美しく、まるで我が身を守るための懐刀のように鋭い。
あの爪だけはダメなのだ。
それこそが彼女の生きる活力であり。
智慧であり、精霊であり。
すべてであるのに違いないのだから。
少なくとも私はそう信じている。
*
いよいよ彼女の手の話をしよう。
ある日、私はとても奇妙な夢を見た。
そこには見知らぬ女がいた。
現実ではたしかに見知らぬはずの女。
しかし夢の中の私はその女と知り合いなのだ。
そこは女の私室のようだ。
女は鏡の前で化粧をしている。
私はヴェルヴェット・アンダーグラウンドを読んでいる。
読みながら、ちらちらと女のほうをうかがっている。
そして、思わずアッと驚きの声を漏らしてしまった。
女はなんと『彼女の手』で化粧をしていたのだ。
彼女の手でパフパフと。
ファンデーションを顔に塗っていたのだ。
私にはわかる。
それはたしかに彼女の手だった。
背筋が凍りついた。
それは彼女の手であると同時に、間違いなく化粧道具なのだ。
私はなぜかそのことを理解している。
なのに。
どうしても尋ねずにはいられなかった。
「それはなんです? あなたが化粧に使っている、その道具です」
「え、これ?」
鏡の中に、女の微笑が浮かんだ。
振り向いた女は。
それを私の方へ放ってよこした。
私がそれを取り上げてみると――やはり彼女の手だった!
「いったい、これはどうしたんです!」
思わず尋ねながら、私はここ数日、彼女に会っていなかったことを思い出す。
「わかってるでしょ? それは彼女の手よ」
女は平然と答える。
私はその残酷さにゾッとした。
「最近、海外で流行ってるの。
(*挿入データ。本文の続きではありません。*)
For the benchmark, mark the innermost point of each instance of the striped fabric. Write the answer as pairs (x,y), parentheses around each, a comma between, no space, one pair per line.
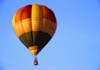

知らない?」
知るはずがない。
彼女の手をパフに加工する?
そんな猟奇的なことが、どこでだって、現実に流行るはずがない。
「あなたが作ったんですか?」
「医科大の先生よ。ほら、あなたも知っているでしょう?」
言われてみればそんな気がする。
……たしか。
解剖のあとの死体の首。それを、土の中に埋めて髑髏を作る。
それで怪しい連中と秘密の取引をしている。
と聞いて、とてもイヤな気分がした。
どうしてそんな奴に。
私は女というものの、無神経さや残酷さを憎まずにはいられない。
しかし私は、つぎの瞬間には、こんなことを考えはじめている。
それが海外で流行っていることについて。
自分もそんなことを、テレビか雑誌か、あるいは新聞か何かで。
読んだことがあるような気がするのだ。
猟奇的なことというのは、いつの時代のどこの場所でだって。
流行りやすいものではないか?
*
ソファの上でうたた寝していた私を、
『んにゃああん。ふふふ。あなた、本当にあたしのここが好きよね』
彼女がまるで挑発するように起こす。
ああ、なんてやわらかいんだろう。
私は彼女のそれをパフパフと顔に押しつける。
そうしていると――なるほど。
たしかに彼女のそれは人間の化粧道具にもなりそうな気がしてくる。
しかし私にとってそんな化粧道具がいったい何の役に立つだろう?
私はソファの上で仰向けに寝転んで、彼女を顔の上にあげる。
彼女のやわらかいそれをやさしくつかんでまぶたにあてがう。
心地よい彼女の重み。
それは、あたたかく、やわらかく、とても気持ちがいい。
ぷにぷに。
私の疲れた眼球に、しみわたっていく。
ぷにぷに。ぷにぷに。
しみじみとした、まさにこの世のものとは思えない安息。
ぷにぷに。ぷにぷに。
ぷにぷに。ぷにぷに。
彼女もきっと気持ちいいに違いない。
ぷにぷに。ぷにぷに。ぷにぷに。ぷにぷに。
ぷにぷに。ぷにぷに。ぷにぷに。ぷにぷに。
ああ、すばらしきかな、この肉球!
仔猫よ!
お願いだからしばらく踏み外さないでくれよ。
お前はすぐ爪を立てるのだから。
<おわり>
※
読んでいただきありがとうございました。